Getting a warning when using a pyodbc Connection object with pandas

Getting a warning when using a pyodbc Connection object with pandas - sql-server

I am trying to make sense of the following error that I started getting when I setup my python code to run on a VM server, which has 3.9.5 installed instead of 3.8.5 on my desktop. Not sure that matters, but it could be part of the reason.
The error
C:\ProgramData\Miniconda3\lib\site-packages\pandas\io\sql.py:758: UserWarning: pandas only support SQLAlchemy connectable(engine/connection) or
database string URI or sqlite3 DBAPI2 connection
other DBAPI2 objects are not tested, please consider using SQLAlchemy
warnings.warn(
This is within a fairly simple .py file that imports pyodbc & sqlalchemy fwiw. A fairly generic/simple version of sql calls that yields the warning is:
myserver_string = "xxxxxxxxx,nnnn"
db_string = "xxxxxx"
cnxn = "Driver={ODBC Driver 17 for SQL Server};Server=tcp:"+myserver_string+";Database="+db_string +";TrustServerCertificate=no;Connection Timeout=600;Authentication=ActiveDirectoryIntegrated;"
def readAnyTable(tablename, date):
conn = pyodbc.connect(cnxn)
query_result = pd.read_sql_query(
'''
SELECT *
FROM [{0}].[dbo].[{1}]
where Asof >= '{2}'
'''.format(db_string,tablename,date,), conn)
conn.close()
return query_result
All the examples I have seen using pyodbc in python look fairly similar. Is pyodbc becoming deprecated? Is there a better way to achieve similar results without warning?

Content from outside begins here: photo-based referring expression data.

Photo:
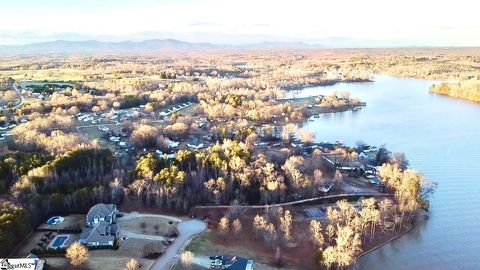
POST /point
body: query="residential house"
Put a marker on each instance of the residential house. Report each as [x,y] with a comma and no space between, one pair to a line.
[101,229]
[231,263]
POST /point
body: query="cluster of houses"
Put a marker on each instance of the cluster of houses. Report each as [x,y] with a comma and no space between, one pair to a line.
[101,228]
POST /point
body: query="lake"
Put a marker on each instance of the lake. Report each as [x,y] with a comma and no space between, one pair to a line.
[440,136]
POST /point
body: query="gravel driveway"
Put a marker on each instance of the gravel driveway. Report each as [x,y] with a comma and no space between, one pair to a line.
[187,229]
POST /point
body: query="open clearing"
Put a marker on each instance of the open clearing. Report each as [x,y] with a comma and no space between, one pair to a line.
[107,259]
[151,225]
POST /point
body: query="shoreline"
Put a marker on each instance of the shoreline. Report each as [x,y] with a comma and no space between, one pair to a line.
[390,240]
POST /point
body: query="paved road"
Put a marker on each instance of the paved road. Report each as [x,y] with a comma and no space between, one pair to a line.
[187,229]
[22,98]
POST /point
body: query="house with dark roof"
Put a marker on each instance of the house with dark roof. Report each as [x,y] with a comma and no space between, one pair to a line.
[231,263]
[101,229]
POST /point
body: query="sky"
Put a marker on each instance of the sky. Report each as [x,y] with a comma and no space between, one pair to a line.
[369,23]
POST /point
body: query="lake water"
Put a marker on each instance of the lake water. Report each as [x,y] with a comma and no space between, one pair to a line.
[441,138]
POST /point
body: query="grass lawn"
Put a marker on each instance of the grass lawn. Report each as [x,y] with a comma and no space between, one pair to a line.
[152,225]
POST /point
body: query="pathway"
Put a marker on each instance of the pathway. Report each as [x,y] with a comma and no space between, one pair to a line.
[187,229]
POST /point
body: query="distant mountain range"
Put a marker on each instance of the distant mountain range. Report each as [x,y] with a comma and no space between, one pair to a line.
[153,45]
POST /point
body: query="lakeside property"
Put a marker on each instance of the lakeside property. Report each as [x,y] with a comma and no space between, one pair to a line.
[228,150]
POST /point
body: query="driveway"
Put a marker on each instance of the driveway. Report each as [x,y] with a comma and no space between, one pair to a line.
[187,229]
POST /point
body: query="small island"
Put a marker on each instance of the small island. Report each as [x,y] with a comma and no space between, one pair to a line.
[193,166]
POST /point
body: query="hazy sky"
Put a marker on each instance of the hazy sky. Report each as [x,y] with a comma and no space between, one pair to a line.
[379,23]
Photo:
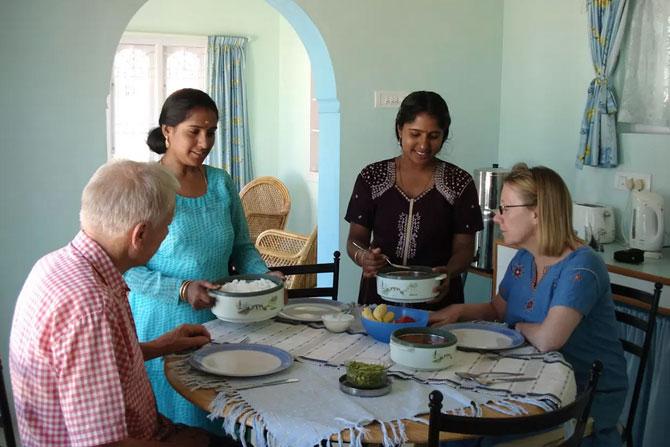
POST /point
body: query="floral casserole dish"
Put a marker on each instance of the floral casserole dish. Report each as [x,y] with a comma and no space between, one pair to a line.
[427,349]
[238,299]
[414,285]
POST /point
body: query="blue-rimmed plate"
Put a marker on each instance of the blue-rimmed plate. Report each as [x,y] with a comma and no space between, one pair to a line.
[309,310]
[241,360]
[484,336]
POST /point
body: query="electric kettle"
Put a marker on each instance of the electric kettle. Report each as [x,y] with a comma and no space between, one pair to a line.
[646,221]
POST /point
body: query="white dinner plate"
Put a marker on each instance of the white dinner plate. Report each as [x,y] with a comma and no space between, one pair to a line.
[484,336]
[309,310]
[241,360]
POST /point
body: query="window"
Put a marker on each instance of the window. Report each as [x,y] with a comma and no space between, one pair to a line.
[643,76]
[147,69]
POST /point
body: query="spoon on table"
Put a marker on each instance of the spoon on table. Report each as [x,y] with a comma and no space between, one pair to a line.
[398,266]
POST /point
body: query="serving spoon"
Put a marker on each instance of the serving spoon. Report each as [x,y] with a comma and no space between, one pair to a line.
[398,266]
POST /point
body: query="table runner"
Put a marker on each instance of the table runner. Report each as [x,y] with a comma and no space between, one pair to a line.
[314,409]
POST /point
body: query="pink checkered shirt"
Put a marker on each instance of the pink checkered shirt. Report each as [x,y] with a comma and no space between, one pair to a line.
[77,369]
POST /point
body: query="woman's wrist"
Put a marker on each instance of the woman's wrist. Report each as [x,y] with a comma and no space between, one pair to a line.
[357,254]
[183,290]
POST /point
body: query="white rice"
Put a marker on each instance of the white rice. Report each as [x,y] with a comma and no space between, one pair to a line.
[241,285]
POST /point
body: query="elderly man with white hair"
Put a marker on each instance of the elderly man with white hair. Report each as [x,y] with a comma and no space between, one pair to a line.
[76,365]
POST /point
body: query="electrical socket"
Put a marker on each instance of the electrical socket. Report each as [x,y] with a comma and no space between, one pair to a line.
[389,99]
[621,178]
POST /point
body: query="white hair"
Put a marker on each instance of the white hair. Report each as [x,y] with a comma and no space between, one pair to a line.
[123,193]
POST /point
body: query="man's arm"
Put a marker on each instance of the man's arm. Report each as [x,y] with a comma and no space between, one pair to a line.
[186,336]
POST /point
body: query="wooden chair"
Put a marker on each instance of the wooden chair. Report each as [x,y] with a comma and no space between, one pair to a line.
[307,292]
[578,410]
[283,248]
[266,204]
[5,415]
[640,300]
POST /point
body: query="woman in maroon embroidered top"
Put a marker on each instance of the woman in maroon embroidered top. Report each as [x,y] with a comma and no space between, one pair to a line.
[415,208]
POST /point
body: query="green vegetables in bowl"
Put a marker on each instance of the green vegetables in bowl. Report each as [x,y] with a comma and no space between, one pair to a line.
[366,375]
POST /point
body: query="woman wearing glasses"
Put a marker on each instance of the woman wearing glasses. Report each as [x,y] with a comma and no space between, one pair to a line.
[556,291]
[415,209]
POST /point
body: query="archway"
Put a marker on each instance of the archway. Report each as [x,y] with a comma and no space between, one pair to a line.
[328,201]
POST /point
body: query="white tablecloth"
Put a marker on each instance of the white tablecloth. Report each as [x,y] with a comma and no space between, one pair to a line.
[304,413]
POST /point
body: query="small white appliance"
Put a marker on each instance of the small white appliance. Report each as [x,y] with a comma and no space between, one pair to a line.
[646,221]
[592,220]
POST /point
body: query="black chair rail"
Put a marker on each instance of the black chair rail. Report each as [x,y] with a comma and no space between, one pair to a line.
[306,269]
[487,426]
[641,300]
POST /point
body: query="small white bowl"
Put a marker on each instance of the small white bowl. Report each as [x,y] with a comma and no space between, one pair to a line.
[338,322]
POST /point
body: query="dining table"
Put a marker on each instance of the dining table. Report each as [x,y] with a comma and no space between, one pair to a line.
[310,407]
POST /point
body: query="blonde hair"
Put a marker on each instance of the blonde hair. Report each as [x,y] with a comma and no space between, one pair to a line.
[546,190]
[123,193]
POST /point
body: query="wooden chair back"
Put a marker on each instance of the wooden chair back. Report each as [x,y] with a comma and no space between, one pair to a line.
[309,292]
[578,410]
[641,300]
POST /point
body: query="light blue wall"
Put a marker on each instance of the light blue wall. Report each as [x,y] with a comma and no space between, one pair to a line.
[546,71]
[292,146]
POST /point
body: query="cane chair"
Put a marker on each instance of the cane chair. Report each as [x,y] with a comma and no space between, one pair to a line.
[578,410]
[308,269]
[283,248]
[641,300]
[5,415]
[266,204]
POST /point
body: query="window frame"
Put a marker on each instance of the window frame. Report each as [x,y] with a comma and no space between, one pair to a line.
[160,42]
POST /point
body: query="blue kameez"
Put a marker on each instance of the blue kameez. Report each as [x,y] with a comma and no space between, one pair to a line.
[206,233]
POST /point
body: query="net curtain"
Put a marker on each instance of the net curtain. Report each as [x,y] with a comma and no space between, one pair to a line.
[598,139]
[226,71]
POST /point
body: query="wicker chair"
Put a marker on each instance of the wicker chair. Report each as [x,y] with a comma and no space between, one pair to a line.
[266,204]
[281,248]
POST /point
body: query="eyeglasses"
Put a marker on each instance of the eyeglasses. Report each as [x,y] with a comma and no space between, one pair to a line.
[502,208]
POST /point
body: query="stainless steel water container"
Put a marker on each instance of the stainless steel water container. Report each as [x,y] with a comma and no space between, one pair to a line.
[489,183]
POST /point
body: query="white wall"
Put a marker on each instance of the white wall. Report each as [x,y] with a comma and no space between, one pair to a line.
[292,146]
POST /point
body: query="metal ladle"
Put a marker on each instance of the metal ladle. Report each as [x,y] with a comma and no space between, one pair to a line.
[398,266]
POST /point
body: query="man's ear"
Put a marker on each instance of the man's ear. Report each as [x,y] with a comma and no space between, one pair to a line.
[138,236]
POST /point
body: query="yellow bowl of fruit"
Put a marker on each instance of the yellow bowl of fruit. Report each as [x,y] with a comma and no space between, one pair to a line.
[381,320]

Is pyodbc becoming deprecated?
No. For at least the last couple of years pandas' documentation has clearly stated that it wants either a SQLAlchemy Connectable (i.e., an Engine or Connection object) or a SQLite DBAPI connection. (The switch-over to SQLAlchemy was almost universal, but they continued supporting SQLite connections for backwards compatibility.) People have been passing other DBAPI connections (like pyodbc Connection objects) for read operations and pandas hasn't complained … until now.
Is there a better way to achieve similar results without warning?
Yes. You can take your existing ODBC connection string and use it to create a SQLAlchemy Engine object as described in the SQLAlchemy 1.4 documentation:
from sqlalchemy.engine import URL
connection_string = "DRIVER={ODBC Driver 17 for SQL Server};SERVER=dagger;DATABASE=test;UID=user;PWD=password"
connection_url = URL.create("mssql+pyodbc", query={"odbc_connect": connection_string})
from sqlalchemy import create_engine
engine = create_engine(connection_url)
Then pass engine to the pandas methods you need to use.

It works for me.
import warnings
warnings.filterwarnings('ignore')

import pandas as pd
import pyodbc
import sqlalchemy as sa
import urllib
from sqlalchemy import create_engine, event
from sqlalchemy.engine.url import URL
server = 'IP ADDRESS or Server Name'
database = 'AdventureWorks2014'
username = 'xxx'
password = 'xxx'
params = urllib.parse.quote_plus("DRIVER={SQL Server};"
"SERVER="+server+";"
"DATABASE="+database+";"
"UID="+username+";"
"PWD="+password+";")
engine = sa.create_engine("mssql+pyodbc:///?odbc_connect={}".format(params))
qry = "SELECT t.[group] as [Region],t.name as [Territory],C.[AccountNumber]"
qry = qry + "FROM [Sales].[Customer] C INNER JOIN [Sales].SalesTerritory t on t.TerritoryID = c.TerritoryID "
qry = qry + "where StoreID is not null and PersonID is not null"
with engine.connect() as con:
rs = con.execute(qry)
for row in rs:
print (row)
You can use the SQL Server name or the IP address, but this requires a basic DNS listing. Most corporate servers should already have this listing though. You can check the server name or IP address using the nslookup command in the command prompt followed by the server name or IP address.
I'm using SQL 2017 on Ubuntu server running on VMWare. I'm connecting with IP Address here as part of a wider "running MSSQL on Ubuntu" project.
If you are connecting with your Windows credentials, you can replace the params with the trusted_connection parameter.
params = urllib.parse.quote_plus("DRIVER={SQL Server};"
"SERVER="+server+";"
"DATABASE="+database+";"
"trusted_connection=yes")

since its a warning, I suppressed the message using the warnings python library. Hope this helps
import warnings
with warnings.catch_warnings(record=True):
warnings.simplefilter("always")
#your code goes here

My company doesn't use SQLAlchemy, preferring to use postgres connections based on pscycopg2 and incorporating other features. If you can run your script directly from a command line, then turning warnings off will solve the problem: start it with python3 -W ignore

The correct way to import for SQLAlchemy 1.4.36 is using:
import pandas as pd
from sqlalchemy import create_engine, event
from sqlalchemy.engine.url import URL
#...
conn_str = set_db_info() # see above
conn_url = URL.create("mssql+pyodbc", query={"odbc_connect": conn_str})
engine = create_engine(conn_url)
df = pd.read_sql(SQL, engine)
df.head()

Related

Connect python-polars to SQL server (no support currently)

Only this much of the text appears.